Delmore argued, however, that there was nothing unusual about the judge’s actions in the Swearingen case. He said judges regularly ask the winning side of a case to draft final recommendations. Delmore said he has submitted a 12-page recommendation outlining prosecutors’ findings that Swearingen is guilty and rejecting claims of innocence based on the scientific evidence. Judge Edwards has not yet signed the document, but has indicated he will.

“He was basically doing the opposing counsel a favor, because they avoided wasting a bunch of time preparing findings that weren’t going to be signed,” Delmore said.

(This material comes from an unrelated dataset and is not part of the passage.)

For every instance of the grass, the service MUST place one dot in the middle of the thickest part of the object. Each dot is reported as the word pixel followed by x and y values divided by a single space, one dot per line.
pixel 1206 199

During the hearing in February, the state presented experts who refuted scientists for the defense and said that the girl’s body could have been in the forest for more than three weeks. Among the state’s witnesses was the elderly Dr. Werner Spitz, who also testified in the high-profile trials of Casey Anthony and O.J. Simpson, among others.

“It’s perfectly plausible, based on all the scientific evidence, that she was killed on the date of her disappearance,” Delmore said. “And there’s no reason why Swearingen couldn’t have committed the offense.”

Rytting said he plans to file objections to the judge’s recommendations. And he said he hoped the Court of Criminal Appeals would find little credibility in Edwards’ findings.

“I think that the Texas Court of Criminal Appeals will look at this closely,” Rytting said. “And they will realize the evidence of innocence is overwhelming.”